Here is the intense amnesia of the just now at last no longer longing in a flowering of lights beyond which one by one, haphazardly the dented, the rusted through,
metallic Eves and Adams hurry past, as if ashamed,
their dull beams averted,
low in the historical dark they disappear into.


The one cashier is dozing—
head nodding, slack mouth open,
above the cover girl spread out before her on the counter smiling up with indiscriminate forgiveness and compassion for everyone who isn’t her.

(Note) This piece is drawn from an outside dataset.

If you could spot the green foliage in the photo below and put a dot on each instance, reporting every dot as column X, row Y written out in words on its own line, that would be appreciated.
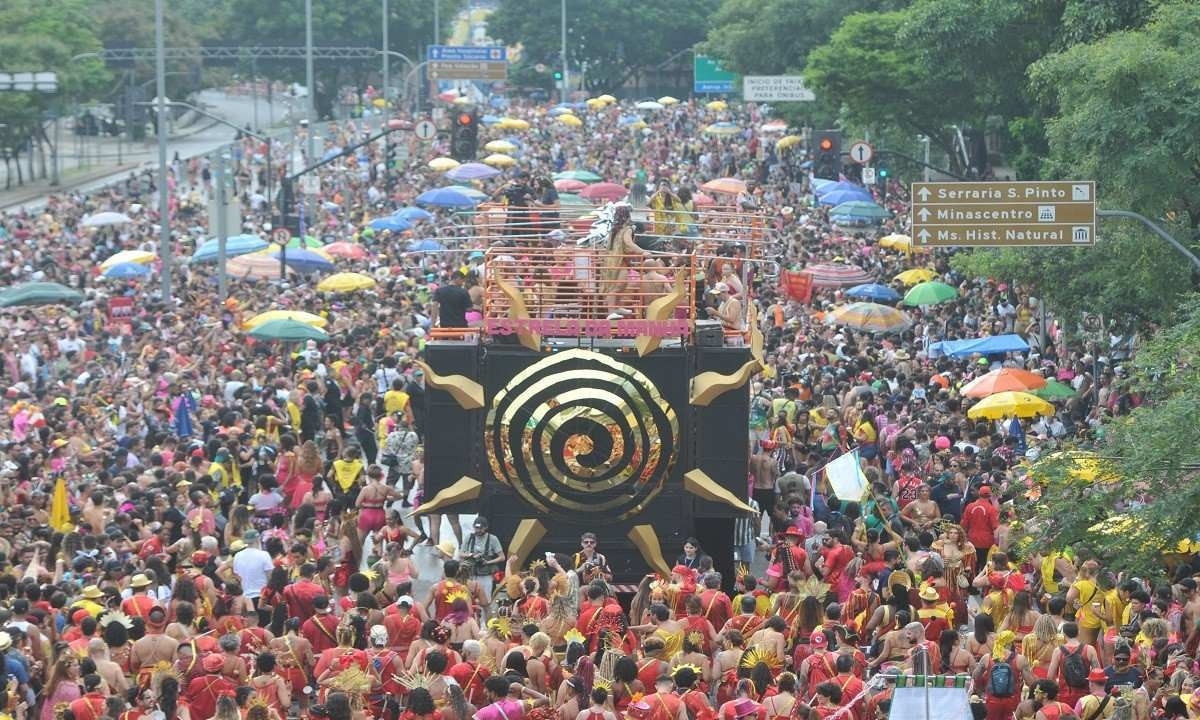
column 1128, row 113
column 1158, row 487
column 615, row 39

Only the edge is visible of the tightly spooled white miles of what is soon to be the torn-off-
inch-by-inch receipts,
and the beam of green light in the black glass of the self-scanner drifts free in the space that is the sum of the cost of all the items that tonight won’t cross its path.

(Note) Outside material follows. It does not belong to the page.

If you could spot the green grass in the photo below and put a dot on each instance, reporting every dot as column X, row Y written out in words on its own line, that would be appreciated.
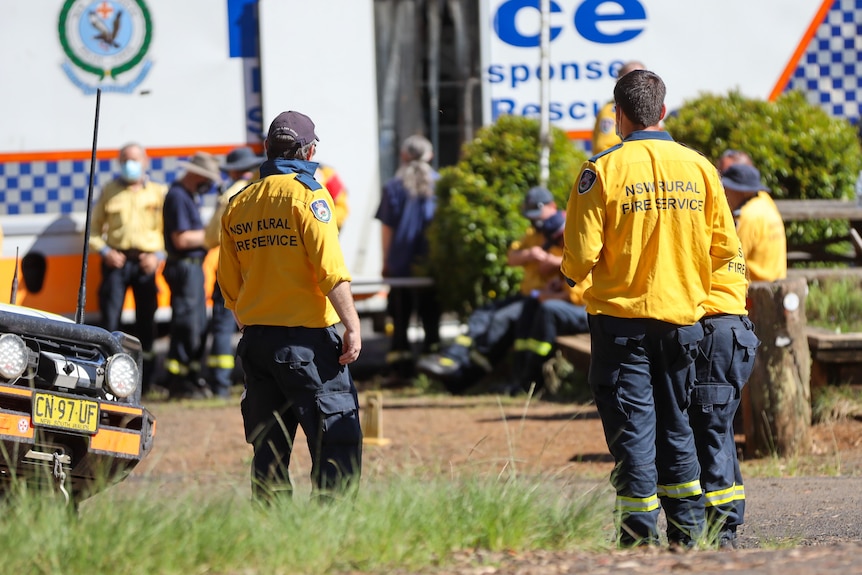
column 408, row 523
column 836, row 403
column 835, row 304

Registers of feeling too precise too intricate to feel except in the disintegrating traces of a dream—
panopticon of cameras cutting in timed procession from aisle to aisle to aisle on the overhead screens above the carts asleep inside each other—
above the darkened service desk, the pharmacy, the nursery,
so everywhere inside the store is everywhere at once no matter where—
eternal reruns of stray wisps of steam that rise from the brightly frozen,
of the canned goods and foodstuffs stacked in columns onto columns under columns pushed together into walls of shelves of aisles all celestially effacing any trace of bodies that have picked packed unpacked and placed them just so so as to draw bodies to the pyramid of plums,
the ziggurats of apples and peaches and in the bins the nearly infinite gradations and degrees of greens misted and sparkling.

A paradise of absence,
the dreamed-of freed from the dreamer, bodiless quenchings and consummations that tomorrow will draw the dreamer the way it draws the night tonight to press the giant black moth of itself against the windows of fluorescent blazing.

Park Bench

Behind the bench the drive,
before the bench the river.
Behind the bench, white lights approaching east and west become red lights receding west and east while before the bench,
there are paved and unpaved pathways and a grassy field,
the boathouse, and the playground, and the gardens of a park named for a man whom no one now remembers except in the forgetting that occurs whenever the park’s name is said.
Left of the bench there is a bridge that spans the river and beyond the bridge around a bend floodlights from the giant dry goods that replaced the bowling alley that replaced the slaughterhouse are dumping fire all night long into the river; but here where the bench is,
the river is black, the river is lava long past its cooling,
black as night with only a few lights from the upper story of the trapezoidal five-star hotel across the water glittering on the water like tiny crystals in a black geode.
Haunt of courtship,
haunt of illicit tryst; of laughter or muffled scream, what even now years later may be guttering elsewhere on the neural fringes of a dream, all this the bench is empty of,
between the mineral river that it faces and the lights behind it speeding white to red to white to red to white.